The official name for the group was the Movimento de Liberacion Nacional but was known by most people as the Tupamaros, named for the last of the Inca royal family, Tupac Amaru. The movement was founded by Raúl Sendic, a student at the university in Montevideo.
At the beginning of the creation of this group, Uruguayan military and police membership was very low. Uruguay had enjoyed several decades of peace, and it was believed that there was little need to reinforce either establishment. The early goal of the Tupamaros was to embarrass the Uruguayan government. They stole from banks and gun shops. As their membership grew, they began to kidnap government officials.
As the economy grew worse, Montevideo often experienced student rioting. By 1968, a national emergency was declared. In 1970, Dan Mitrione, an American policeman who had been sent to Uruguay from the United States reportedly to teach Uruguayan police forces how to control the rising chaos, was kidnapped and later killed when the government refused to release political prisoners.
The Tupamaros, after the government made it illegal for any radio broadcast or any other media to mention their name, began their own underground media and produced much print and broadcast propaganda. As they grew stronger in force, they made the police look inept. After several policemen were killed, the police force went on strike, demanding better pay and more protection. As the economy continued to fail and after a series of corruption scandals, public support for the government began to diminish.

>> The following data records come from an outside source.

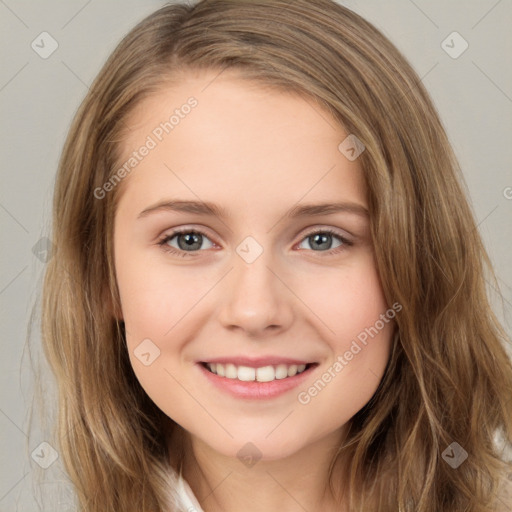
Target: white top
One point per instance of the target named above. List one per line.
(187, 496)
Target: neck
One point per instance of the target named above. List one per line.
(297, 482)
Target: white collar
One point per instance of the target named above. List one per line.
(187, 496)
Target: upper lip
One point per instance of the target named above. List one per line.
(257, 362)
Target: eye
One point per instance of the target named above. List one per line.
(187, 240)
(322, 239)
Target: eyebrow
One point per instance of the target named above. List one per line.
(211, 209)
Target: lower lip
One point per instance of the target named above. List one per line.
(256, 390)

In 1971, a more liberal political party called the Frente Amplio gained support and looked as if they might actually have a chance to win the election. However, when the Tupamaros came out in favor of the Frente Amplio, the Uruguayan population, still stunned by the murder of Mitrione, turned away from the party and elected Juan María Bordaberry, who immediately suspended civil liberties and declared a state of internal war with the Tupamaros. Toward this end, the army was called into action, and mass arrests, torture, and freehanded search operations ensued. By the end of 1972, the Tupamaros ceased to be a threat.
Once in power, the military demanded that all left-wing political activity be suppressed and the legislature dissolved. For the next eleven years, Uruguay was ruled by one of the most repressive dictatorships in South America.
In 1984, Julio María Sanguinette won the presidential election. Under his leadership, Uruguay returned to democratic traditions. The government issued a massive political amnesty, but no other farreaching reforms were made. Luis Alberto Lacalle was elected in 1990 but proved unpopular due to his attempts to restructure the economy. In the following election, Sanguinetti was returned to office.
The year 1999 saw the election of Jorge Batlle, who has promised a return to progressive social programs. He is the first president to call for a search for those people who disappeared during the reign of the Tupamaros. Although the Uruguayan government begins to show signs of a return to democratic rule, there still remain severe restrictions on the Uruguayan press to refrain from publishing any stories that speak out against the government and can be viewed as inciting violence or insulting the nation. Stiff penalties for such crimes range up to a possible three years in jail.